1000 Years of Collecting: The Jeffrey M. Kaplan Collection features significant works on paper, Asian works of art, modern and contemporary design, and 19th European decorative arts by noted artists and designers. There are significant sub collections of works on paper by Piranesi, Cyril Power, Edward Alexander Wadsworth, Charles Burchfield, Lyonel Feininger, Joseph Stella, and others. There are also exceptional examples of work by Pierre Bonnard, Edward Hopper, Kathe Kollwitz, Paul Signac, Edouard Vuillard, Felix Vallotton, and Maurice de Vlaminck.
The decorative arts section is no less important with a large selection of Chinese embroidered rank badges and textiles, Chinese sculptures in stone and ceramic, fine collections of Biedermeier and Renaissance Revival furniture and decorative arts, as well as interesting pieces of Art Nouveau furnishings and glass by artists such as Louis Majorelle and Emile Galle. The modern design section features a significant collection of works by American metal artist Albert Paley, as well as works in glass by Kyohei Fujita, Dale Chihuly, and Lino Tagliapietra.
Historic Muhlenberg Property
"It’s amazing that these items descended in the family and are now staying together in a single collection."
- Lisa Minardi, author of Pastors & Patriots
An important private collection of Revolutionary War treasures, steeped in American history, was sold by Freeman’s at auction to a single bidder that desired to keep the Muhlenberg collection whole. From one of Pennsylvania’s most historical families, the collection realized an impressive $646,063.
“This collector is my hero!” Lisa Minardi, author of Pastors & Patriots, said after the sale. “It’s amazing that these items descended in the family and are now staying together in a single collection." The items at auction, from a descendent of Colonel Peter Muhlenberg, the Legendary Parson of the American Revolution, included an extensive manuscript archive representing the public and sometimes private lives of a leading Pennsylvania family; it also included a complete and extremely rare 18th century battle flag of the Eighth Virginia Regiment that realized an impressive $422,500 at auction. An auction record was set for a record kept by Col. Muhlenberg during the battles of Brandywine and Germantown.
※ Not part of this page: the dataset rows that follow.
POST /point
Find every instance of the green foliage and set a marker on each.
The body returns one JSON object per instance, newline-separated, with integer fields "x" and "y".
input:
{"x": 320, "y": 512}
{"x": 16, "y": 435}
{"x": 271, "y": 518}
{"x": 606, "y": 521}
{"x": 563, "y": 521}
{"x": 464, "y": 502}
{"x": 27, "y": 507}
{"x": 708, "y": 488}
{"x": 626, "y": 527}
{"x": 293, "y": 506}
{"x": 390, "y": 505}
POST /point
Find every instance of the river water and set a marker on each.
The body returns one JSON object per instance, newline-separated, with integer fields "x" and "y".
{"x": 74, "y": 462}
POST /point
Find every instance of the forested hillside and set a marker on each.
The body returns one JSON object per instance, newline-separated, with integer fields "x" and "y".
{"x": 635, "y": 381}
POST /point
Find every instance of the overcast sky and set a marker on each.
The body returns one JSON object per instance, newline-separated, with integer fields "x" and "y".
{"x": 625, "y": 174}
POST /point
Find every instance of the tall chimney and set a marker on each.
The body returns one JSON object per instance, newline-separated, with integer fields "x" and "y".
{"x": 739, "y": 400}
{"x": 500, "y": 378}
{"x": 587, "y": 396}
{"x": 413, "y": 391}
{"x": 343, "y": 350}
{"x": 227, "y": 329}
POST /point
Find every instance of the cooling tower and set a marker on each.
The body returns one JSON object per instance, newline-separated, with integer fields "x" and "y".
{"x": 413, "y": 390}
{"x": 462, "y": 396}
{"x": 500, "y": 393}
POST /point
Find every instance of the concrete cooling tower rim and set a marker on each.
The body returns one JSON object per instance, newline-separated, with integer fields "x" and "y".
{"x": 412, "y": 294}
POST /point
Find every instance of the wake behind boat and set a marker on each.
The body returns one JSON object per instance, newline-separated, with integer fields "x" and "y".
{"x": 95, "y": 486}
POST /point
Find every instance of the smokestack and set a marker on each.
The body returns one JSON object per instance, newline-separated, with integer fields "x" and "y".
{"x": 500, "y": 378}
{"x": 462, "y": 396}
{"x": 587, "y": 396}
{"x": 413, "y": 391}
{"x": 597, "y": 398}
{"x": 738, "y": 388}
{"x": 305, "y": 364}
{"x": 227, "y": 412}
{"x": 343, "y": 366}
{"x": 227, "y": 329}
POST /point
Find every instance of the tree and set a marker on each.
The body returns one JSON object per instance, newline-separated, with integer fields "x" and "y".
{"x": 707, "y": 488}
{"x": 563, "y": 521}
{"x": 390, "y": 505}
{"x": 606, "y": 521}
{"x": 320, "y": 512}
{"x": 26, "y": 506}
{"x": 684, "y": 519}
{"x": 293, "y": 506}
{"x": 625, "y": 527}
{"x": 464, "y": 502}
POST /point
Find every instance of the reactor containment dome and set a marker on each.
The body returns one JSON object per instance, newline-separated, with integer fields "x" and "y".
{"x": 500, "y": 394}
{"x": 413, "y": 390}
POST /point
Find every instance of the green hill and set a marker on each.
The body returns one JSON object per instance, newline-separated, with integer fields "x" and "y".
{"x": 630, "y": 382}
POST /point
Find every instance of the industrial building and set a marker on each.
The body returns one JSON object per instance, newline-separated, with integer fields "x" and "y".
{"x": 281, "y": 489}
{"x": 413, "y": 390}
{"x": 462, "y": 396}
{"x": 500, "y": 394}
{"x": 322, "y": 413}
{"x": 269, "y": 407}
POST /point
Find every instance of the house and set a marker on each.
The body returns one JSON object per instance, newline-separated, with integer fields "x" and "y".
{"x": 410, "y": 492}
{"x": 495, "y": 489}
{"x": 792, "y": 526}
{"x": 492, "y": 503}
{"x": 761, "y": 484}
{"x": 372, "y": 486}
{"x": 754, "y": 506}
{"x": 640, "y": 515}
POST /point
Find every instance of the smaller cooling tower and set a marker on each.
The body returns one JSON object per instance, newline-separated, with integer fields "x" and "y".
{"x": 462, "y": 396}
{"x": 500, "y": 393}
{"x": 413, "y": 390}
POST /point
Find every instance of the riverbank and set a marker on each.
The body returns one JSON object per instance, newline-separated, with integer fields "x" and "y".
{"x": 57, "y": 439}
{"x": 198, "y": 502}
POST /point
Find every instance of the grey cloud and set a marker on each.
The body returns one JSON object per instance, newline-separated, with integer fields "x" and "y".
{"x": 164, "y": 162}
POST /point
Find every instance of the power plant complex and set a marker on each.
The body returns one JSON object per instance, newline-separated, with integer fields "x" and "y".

Philadelphia Museum of Art Timepieces Collection
- Donna Corbin, The Louis C Madeira IV Associate Curator of European Decorative Arts
Donated and bequeathed to the Philadelphia Museum of Art from some of the most influential and important families in Philadelphia, this unique assortment of antique pocket and wristwatches was sold to benefit the museum. Included were pieces given by the Morris, Whitaker and Wister families in the 1900s or the Bloomfield Moore Collection in the late 1800s.
Property Deaccessioned by the Mount Vernon Ladies' Association
“The objects in this sale have played a variety of roles in Mount Vernon’s long preservation history, and we are grateful for the role they have rendered in educating millions of visitors about George Washington and life in early America. All of these pieces tell the story of continued efforts by the Mount Vernon Ladies’ Association to present Washington’s residence in the most accurate fashion possible. While it was challenging to witness these pieces of history leave the estate, we look forward to the thought that they will no longer be in storage and will be brought to homes and collections where they can be enjoyed and appreciated.”
- Senior Vice President of Historic Preservation and Collections at Mount Vernon Carol Borchert Cado
Freeman’s proudly offered deaccessioned furnishings from the Mount Vernon Ladies’ Association in its April 19, 2016 American Furniture, Folk & Decorative Arts auction. The 70 piece collection featured a variety of forms, including looking glasses, chests of drawers, bedsteads, tables, and stands made from New England to Virginia. Regency strapwork iron benches that were used in Mount Vernon’s gardens throughout the 20th century and a group of Colonial Revival comb-back Windsor armchairs that have graced the Mansion’s famous piazza since 1892 were also sold. The centerpiece of the collection was an especially fine pair of Chippendale mahogany tassel-back side chairs made in Philadelphia, PA, circa 1765. The chairs were originally owned by Justice Samuel Chase (1741-1811), a signer of the Declaration of Independence for Maryland and Associate Justice of the United States Supreme Court.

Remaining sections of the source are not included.